Boeing reports shows its first financial losses in more than two decades.
Boeing was forced to ground all Boeing 737 MAX aircraft in March 2019 following the two fatal crashes involving MAX 8 aircraft of Lion Air Flight JT610 & Ethiopian Flight ET302 killing 346 people.
Firstly the bill for the groundings is expected to cost Boeing approximately $18bn (£13.8bn).
This cost has push Boeing to declare a loss of $636m loss for 2019. Boeing sales have slowed due to the MAX crisis, Revenue had been expected at $21.7bn for Q4 of 2019. In consequence revenue was only $17.9bn.
Future of the Boeing 737 MAX
Boeing fired Dennis Muilenburg over his handling of the crisis at the company.
Boeing are committed to having the 737 MAX re-certificated and safely back into service. “We are focused on returning the 737 Max to service safely and restoring the long-standing trust that the Boeing brand represents with the flying public,” Mr Calhoun.
The aim was to have the MAX aircraft fly again before the end of 2019 however the Federal aviation administration (FAA) stated they will no rush into re-certification until all issues and problems have been addressed.
Latest suggestion are these aircraft will remain grounded possibly until after Summer 2020. Initially the grounding was expected to cost only $9bn.
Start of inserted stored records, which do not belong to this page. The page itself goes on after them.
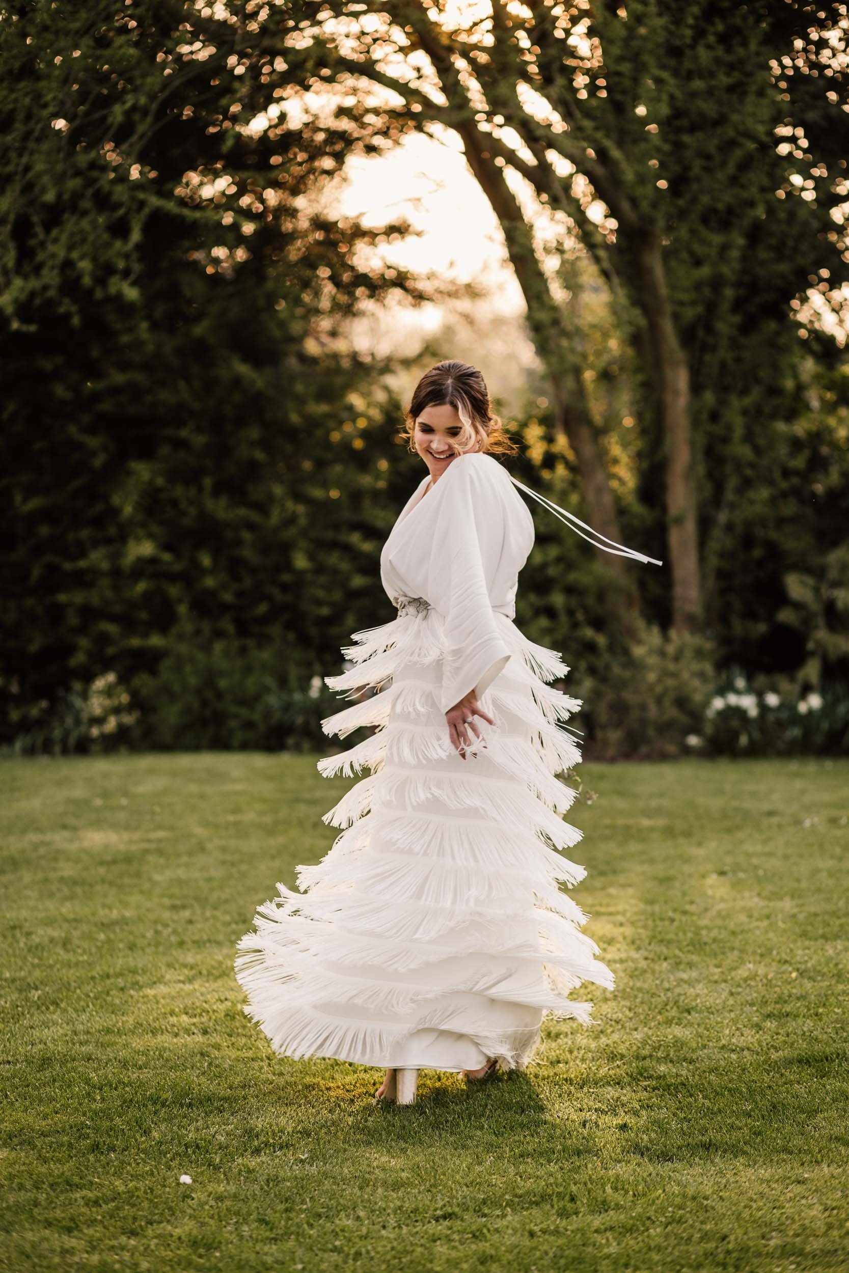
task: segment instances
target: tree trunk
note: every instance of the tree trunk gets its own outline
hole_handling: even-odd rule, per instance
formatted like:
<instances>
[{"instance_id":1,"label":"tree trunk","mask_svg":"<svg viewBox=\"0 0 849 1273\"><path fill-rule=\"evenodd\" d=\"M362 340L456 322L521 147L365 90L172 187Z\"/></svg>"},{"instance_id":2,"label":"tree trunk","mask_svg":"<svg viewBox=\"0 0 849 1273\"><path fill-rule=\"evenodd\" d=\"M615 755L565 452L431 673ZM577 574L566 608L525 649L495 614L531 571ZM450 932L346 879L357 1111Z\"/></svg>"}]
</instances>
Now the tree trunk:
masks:
<instances>
[{"instance_id":1,"label":"tree trunk","mask_svg":"<svg viewBox=\"0 0 849 1273\"><path fill-rule=\"evenodd\" d=\"M663 415L672 626L678 631L695 631L701 624L701 580L690 368L675 327L656 230L643 232L636 261L642 284L638 300L652 337Z\"/></svg>"},{"instance_id":2,"label":"tree trunk","mask_svg":"<svg viewBox=\"0 0 849 1273\"><path fill-rule=\"evenodd\" d=\"M460 125L457 131L463 139L468 165L504 232L510 264L528 307L528 327L540 360L551 379L555 428L566 438L575 453L589 523L601 535L621 544L622 535L614 493L587 406L583 381L564 346L558 307L536 258L530 229L504 182L502 169L490 160L485 135L474 123ZM640 610L633 563L626 558L605 552L603 549L594 549L594 552L605 570L616 577L615 583L605 591L608 617L620 630L631 633L631 616L638 615Z\"/></svg>"}]
</instances>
Consequently the repeated delays will cost the company maybe double that figure.
Boeing are adamant in getting the MAX back in service despite two fatal crashes has no intention of re-branding the program. Official updates are regularly released by the FAA who are following progress closely.
The company has a total backlog in orders worth an estimated $464.4bn. Despite financial losses Boeing share prices took a 4% rise. Likely rose after the first flight of the Boeing 777x on the 25th January.